Geister, Dämonen, Teufelsaustreibungen: Ein vermeintliches Horror-Haus in den USA sorgt weltweit für Schlagzeilen. Geschichten über unbekannte Stimmen und scheinbar unerklärbare Phänomene lassen einen automatisch aufhorchen. In der Regel entpuppen sich die Vorkommnisse jedoch als übertrieben oder als erfunden. Der Fall von Latoya Ammons liegt anders. Involviert sind ein Polizist, ein Pfarrer, eine Mitarbeiterin vom Sozialamt und eine seriöse Tageszeitung. Der Tenor ist überall gleich: Ammons' Erlebnisse sind außergewöhnlich. Aber sind sie auch wahr?

Der "Indianapolis Star" hat den Vorkommnissen in Gary, Indiana, einen langen Artikel gewidmet. Die Tageszeitung fiel bislang nicht durch Spukgeschichten auf, im Gegenteil: Bereits zwei Mal gewann der "Indianapolis Star" einen Pulitzer-Preis für investigative Recherchen. Man kann davon ausgehen, dass die Redaktion auch den Artikel "Der Exorzismus der Latoya Ammons" mit der nötigen Abgeklärtheit behandelt hat. Im Netz ist der Text heiß diskutiert. Über 40.000 Nutzer empfahlen die Geschichte via Facebook.

Ammons' Odyssee begann im November 2011. Damals zog die Afro-Amerikanerin mit ihren drei Kindern und ihrer Mutter Rosa Campbell in ein harmlos aussehendes Haus in Gary. Die Stadt liegt rund 40 Autominuten von der Metropole Chicago entfernt.

Kurz nach dem Einzug stellte sich bei der Familie ein ungutes Gefühl ein. Ammons will nachts mysteriöse Geräusche und Schritte gehört sowie Schatten gesehen haben. Am 10. März 2012 eskalierte die Lage. Mitten in der Nacht ertönte ein Schrei. Ammons und ihre Mutter behaupteten im Anschluss, dass ihre Tochter über dem Bett geschwebt sei. Zum "Indianapolis Star" sagte Campbell: "Dämonen hatten die Kinder ergriffen." Bei allen Dreien seien die Augen hervorgequollen, ihr Lachen sie teuflisch gewesen. Eine zur Rat gezogene Wahrsagerin warnte die Familie vor "200 Dämonen".

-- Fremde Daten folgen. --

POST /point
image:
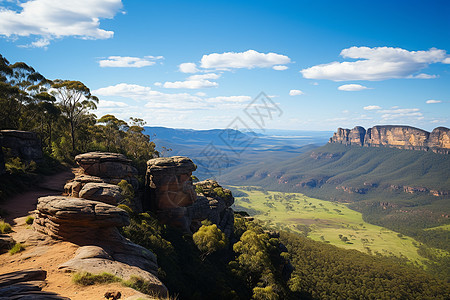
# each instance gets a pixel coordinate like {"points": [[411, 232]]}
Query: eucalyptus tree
{"points": [[75, 101]]}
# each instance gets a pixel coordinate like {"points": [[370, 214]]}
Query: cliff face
{"points": [[402, 137]]}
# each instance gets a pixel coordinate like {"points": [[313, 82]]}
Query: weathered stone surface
{"points": [[22, 276], [402, 137], [23, 144], [6, 242], [440, 140], [168, 183], [102, 192], [96, 260], [25, 284], [104, 164], [75, 218]]}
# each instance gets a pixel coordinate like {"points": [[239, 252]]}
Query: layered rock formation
{"points": [[99, 176], [171, 195], [23, 144], [402, 137]]}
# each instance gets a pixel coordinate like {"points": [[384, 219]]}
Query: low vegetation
{"points": [[18, 247], [5, 227]]}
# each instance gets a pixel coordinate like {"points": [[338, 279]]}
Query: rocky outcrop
{"points": [[26, 284], [23, 144], [96, 260], [100, 173], [102, 192], [349, 137], [171, 195], [76, 219], [401, 137]]}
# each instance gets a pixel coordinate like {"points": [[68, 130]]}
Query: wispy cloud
{"points": [[244, 60], [129, 61], [352, 87], [377, 63], [295, 93], [50, 19]]}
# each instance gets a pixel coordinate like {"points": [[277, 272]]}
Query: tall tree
{"points": [[75, 100]]}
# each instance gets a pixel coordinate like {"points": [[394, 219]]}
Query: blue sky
{"points": [[199, 64]]}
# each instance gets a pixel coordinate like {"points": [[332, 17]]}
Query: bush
{"points": [[5, 227], [209, 239], [18, 247], [29, 220], [85, 278]]}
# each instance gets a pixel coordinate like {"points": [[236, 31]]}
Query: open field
{"points": [[326, 221]]}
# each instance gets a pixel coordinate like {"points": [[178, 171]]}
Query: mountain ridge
{"points": [[395, 136]]}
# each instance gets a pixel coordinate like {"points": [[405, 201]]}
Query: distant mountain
{"points": [[404, 190], [394, 136], [217, 151]]}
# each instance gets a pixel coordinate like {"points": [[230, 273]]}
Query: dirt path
{"points": [[23, 204]]}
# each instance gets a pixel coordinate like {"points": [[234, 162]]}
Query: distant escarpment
{"points": [[394, 136]]}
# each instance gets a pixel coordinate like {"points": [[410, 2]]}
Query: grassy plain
{"points": [[326, 221]]}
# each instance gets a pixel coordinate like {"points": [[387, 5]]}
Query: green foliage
{"points": [[85, 278], [326, 272], [18, 247], [5, 227], [29, 220], [209, 239], [127, 191]]}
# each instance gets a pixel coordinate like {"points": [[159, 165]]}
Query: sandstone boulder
{"points": [[23, 144], [168, 183], [102, 192], [103, 164], [96, 260], [75, 218]]}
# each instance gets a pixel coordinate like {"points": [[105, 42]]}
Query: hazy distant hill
{"points": [[217, 151]]}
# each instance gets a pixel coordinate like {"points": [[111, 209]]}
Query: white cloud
{"points": [[372, 107], [50, 19], [377, 63], [401, 113], [188, 68], [295, 93], [249, 59], [352, 87], [204, 76], [190, 84], [433, 101], [109, 104], [280, 68], [128, 61]]}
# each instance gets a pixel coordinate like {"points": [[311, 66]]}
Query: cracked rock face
{"points": [[76, 218]]}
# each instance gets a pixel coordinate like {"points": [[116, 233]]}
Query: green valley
{"points": [[326, 221]]}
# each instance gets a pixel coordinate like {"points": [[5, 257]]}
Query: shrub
{"points": [[18, 247], [209, 239], [5, 227], [29, 220], [85, 278]]}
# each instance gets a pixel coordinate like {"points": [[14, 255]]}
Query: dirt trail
{"points": [[48, 255], [21, 205]]}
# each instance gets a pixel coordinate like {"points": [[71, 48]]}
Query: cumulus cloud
{"points": [[128, 61], [249, 59], [188, 68], [295, 92], [372, 107], [433, 101], [401, 113], [190, 84], [280, 68], [352, 87], [50, 19], [377, 63], [204, 76]]}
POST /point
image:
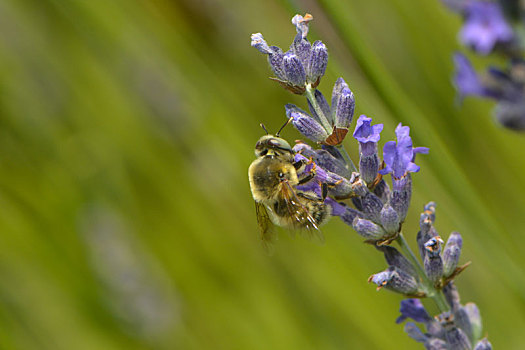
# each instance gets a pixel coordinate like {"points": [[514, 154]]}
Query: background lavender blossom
{"points": [[152, 108]]}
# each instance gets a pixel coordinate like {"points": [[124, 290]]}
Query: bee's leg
{"points": [[311, 173]]}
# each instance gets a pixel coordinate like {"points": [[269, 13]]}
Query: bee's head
{"points": [[273, 145]]}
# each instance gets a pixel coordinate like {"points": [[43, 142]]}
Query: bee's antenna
{"points": [[282, 127], [264, 128]]}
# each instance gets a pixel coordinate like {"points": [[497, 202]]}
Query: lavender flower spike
{"points": [[399, 157], [368, 135], [484, 26], [305, 124]]}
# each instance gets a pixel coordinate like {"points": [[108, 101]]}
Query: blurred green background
{"points": [[126, 219]]}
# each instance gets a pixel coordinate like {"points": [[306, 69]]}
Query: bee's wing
{"points": [[265, 226], [304, 222]]}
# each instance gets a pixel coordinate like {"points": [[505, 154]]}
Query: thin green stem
{"points": [[430, 290], [322, 118]]}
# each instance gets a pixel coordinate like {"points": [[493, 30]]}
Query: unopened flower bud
{"points": [[327, 161], [382, 190], [368, 229], [401, 194], [372, 207], [305, 124], [389, 219], [293, 69], [433, 268], [302, 49], [483, 344], [317, 62], [395, 280], [323, 104], [344, 110], [451, 253]]}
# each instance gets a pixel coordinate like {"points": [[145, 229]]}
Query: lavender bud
{"points": [[389, 219], [395, 280], [372, 207], [369, 165], [401, 195], [451, 253], [301, 23], [293, 69], [430, 210], [433, 246], [433, 263], [452, 296], [368, 135], [332, 164], [483, 344], [475, 320], [305, 124], [317, 62], [339, 85], [260, 44], [325, 108], [394, 258], [368, 229], [344, 110], [301, 48], [457, 339], [433, 268], [276, 61], [415, 333]]}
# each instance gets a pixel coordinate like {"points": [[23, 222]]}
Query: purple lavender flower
{"points": [[399, 157], [365, 132], [484, 26], [305, 124], [303, 63], [414, 309]]}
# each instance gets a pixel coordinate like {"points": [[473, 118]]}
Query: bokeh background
{"points": [[126, 219]]}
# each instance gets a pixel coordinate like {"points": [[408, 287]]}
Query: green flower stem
{"points": [[430, 290], [326, 124], [311, 97]]}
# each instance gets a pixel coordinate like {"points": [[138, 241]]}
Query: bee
{"points": [[273, 181]]}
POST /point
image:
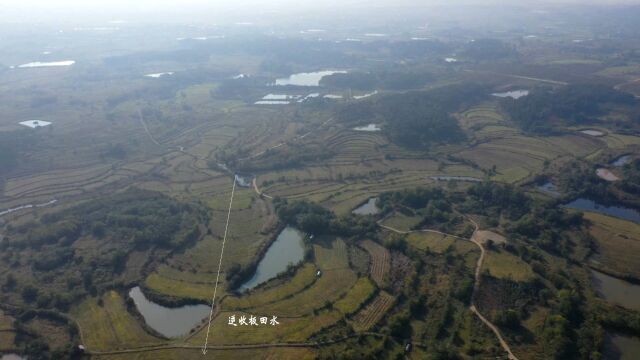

Im April 2012 kam es zum nächsten Zwischenfall in der Nacht. Dabei wurde eines der Kinder am Kopf verletzt. Im Krankenhaus begann erst das Mädchen zu schreien, wenig später auch ihr Bruder. Der behandelnde Arzt Geoffrey Onyeukwu sagte dem "Indianapolis Star", dass er solche "dämonische Schreie" noch nie erlebt habe. Onyeukwu gab den Fall an die Behörden weiter.

"Ich werde dieses Haus nie wieder betreten"

Im Anschluss besuchte die Sozialarbeiterin Valerie Washington die Familie. Die Dinge, die sie erlebte, waren rätselhaft - und klingen eher nach einer Episode aus der Mystery-Serie "Akte X". Eines Tages habe einer der Jungen seinen Bruder in einer fremden Stimme angeknurrt. "Es ist Zeit zu sterben, ich werde dich töten", brüllte er. Danach lief er angeblich rückwärts die Wand hoch. Washington alarmierte die Polizei. Diese schickt einen ihrer erfahrensten Beamten, Charles Austin.

Der Polizist sollte die Lage beruhigen, seine Untersuchungen machten den Fall jedoch noch verworrener. Austin berichtete von fremden Stimmen im Haus und von unerklärbaren Kräften. Die britische "Daily Mail" verfügt über eine Tonbandaufnahme, auf der ein mysteriöses "Hey" zu hören ist. Auf einem Foto, das er vom Haus machte, ist eine verschwommene Gestalt hinter dem Fenster zu erkennen. "Ich werde dieses Haus nie wieder betreten", sagte Austin der US-Zeitung.

Mike Maginot ließ sich von alldem nicht abschrecken. Der Pfarrer wollte der Familie helfen und schlug nach Absprache mit seinem Bischof eine Teufelsaustreibung vor - bei den Kindern und bei dem Haus. Überraschenderweise lösten sich dadurch die Probleme: Ammons' Kinder schliefen auf einmal wieder durch, die Familie kam zu Ruhe. In dem vermeintlichen Horror-Haus wollte sie jedoch nicht bleiben.

Was ist nun wahr an Ammons' Geschichte, und was ist reine Fantasie? Haben die Kinder nur geschauspielert? Leidet ihre Mutter an Halluzinationen? Die Fragen bleiben offen. Der Vermieter des Hauses sagte dem "Indianapolis Star", dass die neuen Mieter mit dem Haus zufrieden seien. Von Dämonen und Geistern habe er nie wieder gehört.